# Edmundos



## Ssirota8 (Aug 11, 2015)

A buddy of mine got a box of Edmundos to smoke for my wedding. I ended up taking the box and remaining cigars home. How can I verify that they re legit?


----------



## elco69 (May 1, 2013)

need pics of the following:
1. Habanos SA seal 
2. Habanos SA Stamp with serial number
3. Bottom of the box
4. Cigar and cigar band close up


----------



## CraigT78 (Apr 14, 2015)

Did they taste good? If they did then they are probably legit.


----------



## Ssirota8 (Aug 11, 2015)

Here's pics of what I got.


----------



## ForceofWill (Sep 6, 2008)

Maybe it's pics but the seal looks off to me. Color seems off and the half moons seem off. Are there micro printed numbers on it?


----------



## ForceofWill (Sep 6, 2008)

I don't remember my edmundo band being that color either but I'm on a phone, let some guys weigh in.


----------



## egoo33 (Jul 21, 2013)

in before anyone posts a link to ccws, but that usa flag should be a dead give away but seriously the bands look a bit off


----------



## ForceofWill (Sep 6, 2008)

Lol that the top of his humidor?


----------



## Bird-Dog (Oct 16, 2009)

:vs_no_no_no::vs_no_no_no::vs_no_no_no:


Verification code format is all wrong. 
Box date stamp is incomplete.
Union Seal is wrong. (Would appear to be pre-2010, 
but gold accented band was not introduced until 2013)
Country of Manufacture stamp spacing is wrong.
Band color, as mentioned, looks off.
Cap looks all wrong.

Sorry! FAKE!


----------



## Ssirota8 (Aug 11, 2015)

Damn! Thanks for taking a look! I sure won't being getting any CC from my buddies hook up...


----------



## Bird-Dog (Oct 16, 2009)

Ssirota8 said:


> Damn! Thanks for taking a look! I sure won't being getting any CC from my buddies hook up...


And neither is he!

Congrats on getting married, though. Don't let the cigar thing spoil the memory!


----------



## ForceofWill (Sep 6, 2008)

Ssirota8 said:


> Damn! Thanks for taking a look! I sure won't being getting any CC from my buddies hook up...


Join the new puffers trade and maybe you'll get lucky.


----------



## Ssirota8 (Aug 11, 2015)

I didn't know it would be that easy to authenticate! While I'm at it how does this box of Punch Tubos look? I bought these myself in DR. The box was opened when I purchased it. I do not have a pic of the bands I removed them.


----------



## Bird-Dog (Oct 16, 2009)

Ssirota8 said:


> I didn't know it would be that easy to authenticate! While I'm at it how does this box of Punch Tubos look? I bought these myself in DR. The box was opened when I purchased it. I do not have a pic of the bands I removed them.


Legit!

You can check verification codes at:

Authenticity Check | Habanos s.a - Sitio Oficial


----------



## ForceofWill (Sep 6, 2008)

Agree. Looks good enjoy. 

Take a big whiff of the smokes in the box, you won't forget the real smell and it should help next time.


----------



## Ssirota8 (Aug 11, 2015)

curmudgeonista said:


> And neither is he!
> 
> Congrats on getting married, though. Don't let the cigar thing spoil the memory!

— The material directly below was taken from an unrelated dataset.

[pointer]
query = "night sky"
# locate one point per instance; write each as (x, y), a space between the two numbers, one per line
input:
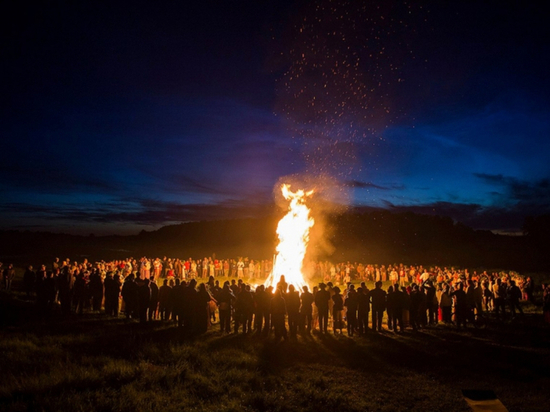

It def won't! The wifey got me a Padron to age and smoke on our one year and I pulled the trigger on a box of 25 anejos from 2013 to smoke once a year on our anniversaries! As long as I don't ruin em. I just got to get my hands on a legit cc connect and I'm golden!


----------



## Pedgy (Oct 21, 2015)

If you go to Habanos website and check authenticity by typing in bar code number and format. It will tell you year made, factory to compare to details on back of box.


----------